Babcock cautions against believing in momentum

Ted Kulfan
The Detroit News
Red Wings goaltender Petr Mrazek was sharp again in Game 4. Lightning forward Jonathan Drouin looked for a deflection in the second period.

Detroit —Red Wings coach Mike Babcock isn't a big believer in momentum.

"I'm sure they think and I don't have to remind them, but I've reminded them for two straight days now and I"ll remind them again," Babcock said after Thursday's morning skate. "I don't believe in momentum in playoff series.

"It starts with the drop of the puck (for Game 4) until it gets maybe out of reach. But when there's a series like this, and it's tight, I don't believe that."

Justin Abdelkader has been part of a lot of series with the Red Wings, and understands how important it is to stay on an even keel.

"Momentum in series can go back and forth," he said. "I've been part of a number of series (like that). You have to take it a game at a time and not get too high or low.

"Last game we were feeling good about ourselves after we left the rink, but the next day you have to flush it out.
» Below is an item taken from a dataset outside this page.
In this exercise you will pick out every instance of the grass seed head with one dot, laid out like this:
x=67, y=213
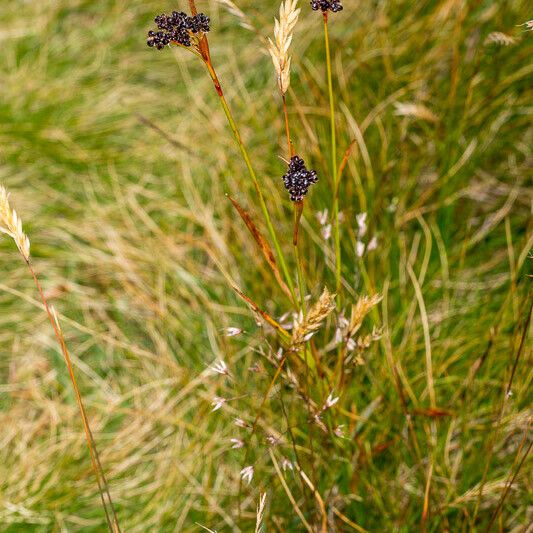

It's a series, not a one and done and you have to be prepared."

Ericcson responds

Red Wings defenseman Jonathan Ericsson missed the first round series against the Bruins last season with an injury, and is playing hurt this spring, too.

But he's playing sound hockey.

"In the better games, or the bigger games, he usually is better," Babcock said. "Intensity sometimes in the regular season isn't his calling card, so when he's dialed in, he's a good player."

Niklas Kronwall and Danny DeKeyser have been the two most consistent Red Wings defensemen this season, but Ericsson plays a vital role.

"DeKeyser and Kronwall are the guys who lead the way for us on the back end," Babcock said. "The other guys are more in support roles, but (Ericsson is) an important piece."

Unlucky Lightning

His team might not be scoring as it has, but Lightning coach Jon Cooper isn't worried.

"We're in pretty good spirits actually, given the scenario," Cooper said. "When you look at the tape, some of the (offensive) chances we've missed can leave you scratching your head a little bit.

"That group in there, they're not lacking confidence, I know that."

The Lightning has had some opportunities to score but shots have hit crossbars or goal posts or missed the net or simply stopped by Red Wings goaltender Petr Mrazek.

Luck, Cooper said, will even out.

"We talked about it the other night, (it's a) game of inches," Cooper said. "It was post and crossbar night for us. If we get a couple inches the other way, who knows?

"This series is that tight, and you just have to keep plugging away and I truly believe you earn your own breaks. Eventually, if you just keep competing and stick to your structure, they're going to go in for you."

Old friends

Lightning forward Tyler Johnson (Spokane, Wash.) and Red Wings center Landon Ferraro (Vancouver) would play regularly on summer leagues since they were about 12 years old.

"He's a great kid," Johnson said. "It's fun to see him. When you're playing with people like that your whole life, it's cool to see them succeed."

Ferraro remembers Johnson's family driving "a big mini bus" to summer leagues.

Ice chips

NBA legend Charles Barkley had some words of encouragement for the Lightning during Wednesday's "Inside the NBA."

"Come on Tampa Bay, I haven't given up on you yet coach Coop," he said.

Cooper said he met Barkley in Los Angeles last year and was impressed by the way he carried himself.

"After spending a few hours with the guy, he was one of the greatest guys I've met," Cooper said. "I marveled at how he is with other people, the stories he told, and how genuine he was."

... Babcock, on how scoring is difficult in this series for players such as Gustav Nyquist: "There's not a lot of room, so it's hard to be the offensive guy people think you are. You have to play well. His Game 1 wasn't very good, his Game 2 was better. Game 3 was his best."